PS: because the flow table is written in 100 million level flow every day, the amount of data is still relatively large.
After modification, we went online soon. After all, time is precious. Sure enough, nine things come together and have an effect.
In the figure above, gray is the time-consuming curve after we change pipelining to asynchronous insertion, which is very obvious compared with the previous effect. Even in peak hours, it takes only 30 milliseconds.
Take another look at the database monitoring chart. Compared with before, the pressure has decreased significantly. At this time, I am finally relieved.

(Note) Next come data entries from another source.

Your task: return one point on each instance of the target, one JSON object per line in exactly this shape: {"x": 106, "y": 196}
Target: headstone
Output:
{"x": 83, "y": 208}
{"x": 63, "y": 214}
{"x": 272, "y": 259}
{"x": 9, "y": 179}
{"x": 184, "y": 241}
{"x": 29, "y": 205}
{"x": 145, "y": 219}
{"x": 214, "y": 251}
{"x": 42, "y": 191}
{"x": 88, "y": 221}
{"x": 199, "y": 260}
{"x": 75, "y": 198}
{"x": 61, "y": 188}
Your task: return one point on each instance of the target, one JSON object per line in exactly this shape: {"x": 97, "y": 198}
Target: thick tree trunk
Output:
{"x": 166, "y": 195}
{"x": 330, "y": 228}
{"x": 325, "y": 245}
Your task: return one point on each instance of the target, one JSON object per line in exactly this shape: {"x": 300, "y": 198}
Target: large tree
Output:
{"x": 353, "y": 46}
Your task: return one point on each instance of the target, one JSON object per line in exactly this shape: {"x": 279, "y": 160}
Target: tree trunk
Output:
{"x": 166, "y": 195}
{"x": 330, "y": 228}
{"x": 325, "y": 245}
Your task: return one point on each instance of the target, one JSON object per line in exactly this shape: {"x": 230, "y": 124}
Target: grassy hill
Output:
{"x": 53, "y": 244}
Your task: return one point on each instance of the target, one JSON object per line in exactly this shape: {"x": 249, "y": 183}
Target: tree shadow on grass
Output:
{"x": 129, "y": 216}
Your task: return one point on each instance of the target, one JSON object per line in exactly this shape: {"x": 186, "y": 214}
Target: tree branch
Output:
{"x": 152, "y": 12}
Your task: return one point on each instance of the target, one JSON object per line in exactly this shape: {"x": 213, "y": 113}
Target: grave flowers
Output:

The fourth stage of Optimization: however, as a technician, he should not be satisfied at this time. Looking back, it is indeed scientific to think about index splitting. It should not be changed and has no effect. After re combing, it is found that the snow algorithm used by the development partners is a mutated algorithm. In other words, it can only ensure global hash (distributed), but the local is still continuous (single machine). If we directly use UUID, we have carried out another round of transformation with the idea of giving it a try. Sure enough, this idea was verified.
After putting into operation, the pressure on the database has dropped a lot. The following three figures show the effects of application optimization and index splitting optimization before optimization.